Fattosi le ossa nella casa di produzione di Jason Blum in qualità di montatore, nonché già regista di uno dei migliori capitoli della saga di Paranormal Activity (il quinto, Dimensione fantasma), Gregory Plotkin per il suo secondo lungometraggio da regista decide di affrontare proprio uno dei filoni più “delicati” dell’horror, lo slasher appunto, così ricco di regole e con una ingombrante tradizione alle spalle che sbagliare è cosa assai facile. Diciamo che Plotkin dimostra di aver studiato e capito molto bene come comportarsi in campo di teen agers vocianti e killer mascherati e all’arma bianca, ma Hell Fest è comunque un innocuo horrorino un po’ fuori tempo massimo che probabilmente non lascerà molto il segno.
Dopo che il filone è stato destrutturato (Scream), preso in giro (Scary Movie), rifondato, omaggiato (Hatchet) ed è diventato oggetto di riflessione (Quella casa nel bosco) e originali tentativi di fusione con altri generi (Auguri per la tua morte), Hell Fest torna all’essenza dello slasher: prende un gruppo di ragazzi stupidi e sufficientemente incoscienti, li immerge in un luogo inospitale e li fa trucidare da un assassino misterioso armato di coltellaccio. Tutto qui, niente di innovativo, niente di trascendentale.
La forza di Hell Fest sta tutta nella location, un parco dei divertimenti notturno, coloratissimo e inventivo nel riprodurre scenari da horror ricostruiti con cartapesta e protesi da supermercato, che sicuramente nelle intenzioni degli sceneggiatori Seth M. Sherwood, Blair Butler e Akela Cooper dovrebbe richiamare alla mente Il tunnel dell’orrore (1981) di Tobe Hooper. Una location affascinate che, però, da sola non basta a fare la differenza e infatti la reiterazione narrativa che consiste nel seguire i protagonisti all’interno delle varie escape room a lungo andare stanca e annoia, facendo percepire Hell Fest molto più lungo degli scarsi 90 minuti che effettivamente dura.

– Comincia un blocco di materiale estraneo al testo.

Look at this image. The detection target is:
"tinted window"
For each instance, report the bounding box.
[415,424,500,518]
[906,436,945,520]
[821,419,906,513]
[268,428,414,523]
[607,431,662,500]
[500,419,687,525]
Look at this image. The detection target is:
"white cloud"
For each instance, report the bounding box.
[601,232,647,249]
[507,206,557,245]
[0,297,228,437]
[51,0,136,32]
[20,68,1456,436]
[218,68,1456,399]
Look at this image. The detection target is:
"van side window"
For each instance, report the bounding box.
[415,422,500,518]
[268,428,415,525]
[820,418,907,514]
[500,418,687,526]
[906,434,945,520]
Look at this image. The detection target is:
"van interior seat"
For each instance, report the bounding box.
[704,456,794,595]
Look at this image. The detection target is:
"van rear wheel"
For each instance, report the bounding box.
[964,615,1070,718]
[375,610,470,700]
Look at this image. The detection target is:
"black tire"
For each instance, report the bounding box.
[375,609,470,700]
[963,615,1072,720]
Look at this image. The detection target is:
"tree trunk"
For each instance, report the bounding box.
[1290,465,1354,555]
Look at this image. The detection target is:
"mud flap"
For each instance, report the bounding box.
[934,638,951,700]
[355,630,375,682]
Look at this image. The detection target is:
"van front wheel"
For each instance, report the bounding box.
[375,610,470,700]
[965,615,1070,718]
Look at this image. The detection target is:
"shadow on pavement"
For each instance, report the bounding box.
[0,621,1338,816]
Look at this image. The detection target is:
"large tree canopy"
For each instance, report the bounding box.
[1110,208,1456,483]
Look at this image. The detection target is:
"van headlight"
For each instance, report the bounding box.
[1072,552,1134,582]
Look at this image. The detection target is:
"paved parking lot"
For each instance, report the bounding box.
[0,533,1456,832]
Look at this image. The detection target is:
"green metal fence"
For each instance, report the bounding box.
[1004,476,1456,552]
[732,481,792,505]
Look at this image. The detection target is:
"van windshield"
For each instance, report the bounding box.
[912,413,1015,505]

Omicidi brutali e sufficientemente scenografici vivacizzano l’andamento ripetitivo del film e il look fin troppo anonimo del killer è riscattato da un’intuizione finale che da sola vale l’intero film e getta una luce bizzarra e inquietante sulla classica e iconica figura dell’assassino senza volto e senza movente che caratterizza il filone.
In un cast di sconosciuti si contraddistinguono giusto un paio di interessanti volti di estrazione televisiva, ovvero Bex Taylor-Klaus, già vista in Arrow e nella serie tv Scream (tanto per rimanere in tema…), e Amy Forsyth di Defiance, mentre Tony Todd compare per il solito (inutile) cammeo mirato a strizzare l’occhio ai fan di lunga data.
Senza reali guizzi e adagiandosi un po’ pigramente su meccanismi collaudati, Hell Fest si lascia guardare e dimenticare. Ottima scelta per una maratona cinematografica di Halloween, ma di certo non entrerà negli annali dello slasher movie.